Buying a house is a huge investment. For most people, it’s the biggest purchase you’ll ever make. Because of this value, in divorce, it’s also usually the most significant asset to divide. But what if you were never married? How does that change things?
One of our founding partners, Rick Jones, regularly appears on the Danny Bonaduce and Sarah Morning Show, where he answers common family law questions from listeners. On a recent episode, a caller finds himself in a tricky situation. He and his ex-girlfriend bought a house together only to later break up. He can’t afford to buy her out and she doesn’t want to leave. What can he do?
Listen to the call below:
Caller: I’m with a long term girlfriend who is cheating
Danny: “I can think of all sorts of things, but if you want what’s legal to do, let’s go to Rick Jones.”
Rick: “And when you say you own the home together, you bought it with both of your credits and…”
Caller: “I can’t afford to buy her out but she won’t leave.”
Rick: “Whelp, even though this is a domestic relationship, the reality is you need to go through a process called a ‘partition,’ and that’s just as if you and I bought this home together. You basically say, ‘This needs to be sold, I’m unable to cover the entirety of it, she’s unwilling to leave, this needs to be sold.’

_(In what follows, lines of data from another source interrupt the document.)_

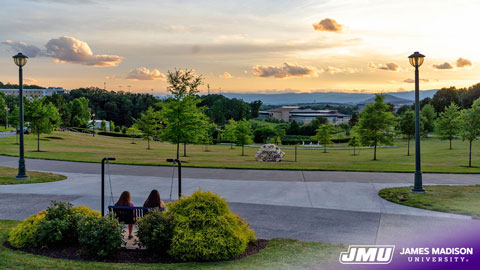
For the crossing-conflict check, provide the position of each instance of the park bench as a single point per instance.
(129, 214)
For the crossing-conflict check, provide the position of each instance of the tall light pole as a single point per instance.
(416, 60)
(20, 60)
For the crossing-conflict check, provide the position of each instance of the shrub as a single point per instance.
(155, 231)
(25, 234)
(58, 228)
(100, 236)
(206, 229)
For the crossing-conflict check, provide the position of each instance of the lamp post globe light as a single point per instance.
(416, 60)
(20, 60)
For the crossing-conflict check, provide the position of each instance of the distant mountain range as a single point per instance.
(328, 97)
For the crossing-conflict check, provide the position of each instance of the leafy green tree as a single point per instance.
(470, 128)
(229, 132)
(79, 111)
(133, 131)
(103, 125)
(43, 118)
(149, 124)
(375, 124)
(206, 133)
(407, 126)
(324, 135)
(448, 123)
(243, 132)
(428, 116)
(181, 114)
(354, 142)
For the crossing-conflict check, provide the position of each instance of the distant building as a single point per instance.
(303, 116)
(35, 92)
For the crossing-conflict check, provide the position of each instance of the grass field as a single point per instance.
(436, 157)
(7, 175)
(279, 254)
(463, 200)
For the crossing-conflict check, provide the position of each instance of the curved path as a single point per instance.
(338, 207)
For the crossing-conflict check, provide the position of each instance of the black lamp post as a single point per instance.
(20, 60)
(416, 60)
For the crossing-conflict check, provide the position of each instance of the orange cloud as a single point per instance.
(388, 66)
(144, 74)
(328, 25)
(284, 71)
(71, 50)
(225, 75)
(445, 65)
(462, 62)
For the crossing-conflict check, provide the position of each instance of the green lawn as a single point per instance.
(436, 157)
(463, 200)
(279, 254)
(7, 175)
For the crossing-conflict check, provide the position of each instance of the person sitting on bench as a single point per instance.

“Now at that point, she’ll probably come to her senses and leave, because if you’re able to buy her out, then you’re able to say, ‘Listen, you don’t have to go through the cost of sale if you just leave. I’ll stay on and buy you out with half of your remainder.'”
Danny: “To be honest with you, I don’t even understand why it’s a question. I mean you combined money, and if Rick Jones taught me anything, that [house belongs to both of you]. She’s going to come to her senses and realize, every dollar we spend is a dollar I had in this house that I don’t have anymore. So follow that advice my friend and you’ll be smoking.”